I recently had to acquire a new desktop computer. (Well, technically, I didn’t have to, but since I’d filled up 99% of the hard drive on the desktop that I had, it made working on it a bit “iffy” sometimes.) And, of course, since I have to work in a Windows environment at my job, I pretty much had to get a computer with a Windows operating system. Windows 7, unfortunately. Which is what created the problem for me. The old PC ran Windows XP, and not all of the programs that I used on it would run on the new Win7 machine. Programs that I’ve been using for years now. Some programs which I’ve been using since at least the PC before the PC I’m replacing now. (Change may be said to be good, but it is also a pain in the patoot!)
One of the programs that wouldn’t even install, much less run, on the new PC was a proprietary photo-editing program that I’ve used since well before switching to a digital camera a few years ago. I’d take pictures, mail the film off to them, and they’d send me back photos and/or slides and a disk with digital copies of all the photos that I could play around (crop, adjust, etc.) with in their software.

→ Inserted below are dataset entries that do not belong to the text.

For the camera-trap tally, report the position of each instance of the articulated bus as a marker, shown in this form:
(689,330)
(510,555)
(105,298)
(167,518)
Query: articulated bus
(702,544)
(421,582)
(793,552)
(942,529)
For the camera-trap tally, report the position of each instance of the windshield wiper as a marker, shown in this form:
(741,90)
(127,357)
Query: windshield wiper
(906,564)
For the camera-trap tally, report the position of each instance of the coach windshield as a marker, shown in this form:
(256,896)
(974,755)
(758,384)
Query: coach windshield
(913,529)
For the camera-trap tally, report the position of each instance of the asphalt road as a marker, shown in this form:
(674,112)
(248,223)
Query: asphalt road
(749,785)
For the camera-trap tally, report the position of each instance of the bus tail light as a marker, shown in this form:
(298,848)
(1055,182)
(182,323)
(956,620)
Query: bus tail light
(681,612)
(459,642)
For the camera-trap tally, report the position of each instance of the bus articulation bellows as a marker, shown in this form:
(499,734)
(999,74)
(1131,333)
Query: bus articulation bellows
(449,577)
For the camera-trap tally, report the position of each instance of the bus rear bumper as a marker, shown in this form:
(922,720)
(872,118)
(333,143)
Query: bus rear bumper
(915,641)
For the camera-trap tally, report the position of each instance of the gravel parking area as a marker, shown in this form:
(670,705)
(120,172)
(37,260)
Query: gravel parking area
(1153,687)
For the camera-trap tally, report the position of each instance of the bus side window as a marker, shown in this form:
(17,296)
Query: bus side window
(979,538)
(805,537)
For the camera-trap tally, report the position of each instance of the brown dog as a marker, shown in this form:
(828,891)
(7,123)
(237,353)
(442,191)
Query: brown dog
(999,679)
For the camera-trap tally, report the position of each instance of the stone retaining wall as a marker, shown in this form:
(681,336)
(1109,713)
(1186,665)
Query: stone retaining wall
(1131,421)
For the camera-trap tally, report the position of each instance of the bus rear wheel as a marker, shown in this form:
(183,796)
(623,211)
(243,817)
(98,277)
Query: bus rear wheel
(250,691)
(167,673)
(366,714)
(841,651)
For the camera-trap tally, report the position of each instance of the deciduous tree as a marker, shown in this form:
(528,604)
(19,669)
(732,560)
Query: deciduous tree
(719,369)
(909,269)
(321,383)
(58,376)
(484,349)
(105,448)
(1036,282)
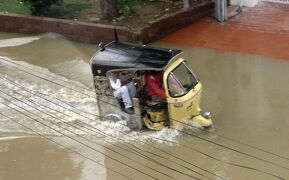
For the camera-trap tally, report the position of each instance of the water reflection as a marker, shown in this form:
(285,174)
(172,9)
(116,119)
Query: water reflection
(248,96)
(32,158)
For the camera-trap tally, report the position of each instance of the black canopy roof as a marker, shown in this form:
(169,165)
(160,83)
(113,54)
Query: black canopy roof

Needless to say, I had several folders worth of photos that I couldn’t just transfer from the old PC to the new one, since the proprietary software wouldn’t load there. So I went through those folders and converted the pictures in them to .jpg’s so that I could open them on the new PC and not just lose them because of the upgrade.
Several of the folders contained photographs of heraldry I’d taken in and around Dallas, Texas from which I pulled examples to use in a presentation that I gave at the International Congress of Genealogical and Heraldic Sciences in Turin, Italy in 1998. (A copy of that presentation can be found on-line at: http://www.appletonstudios.com/Congress1998DBA.pdf) Converting all of those photos, many of which I didn’t use in the presentation, made me realize once again how much heraldry I can see around me every day. So I thought I’d take some of those photos and share them with you. Some of them are the arms or logos of companies which have changed them since 1998, or which have closed or gone out of business since then, but they remain interesting as examples of how heraldry has been used here in the United States.
The first heraldic logo I’m going to share is that of the Boehm Porcelain Gallery, since closed, which had been located in The Crescent office and retail complex on the north side of downtown Dallas. I have no idea where the arms come from originally (they do not appear under “Boehm” in either Rietstap’s Armorial Général or Burke’s General Armory). They do, I think, present a pretty “classy” image, despite the fact that the “crest” is facing to sinister, the “torse” has eight instead of the usual six twists, and the scroll (in bend sinister) overlies the shield in a way that no true heraldry does.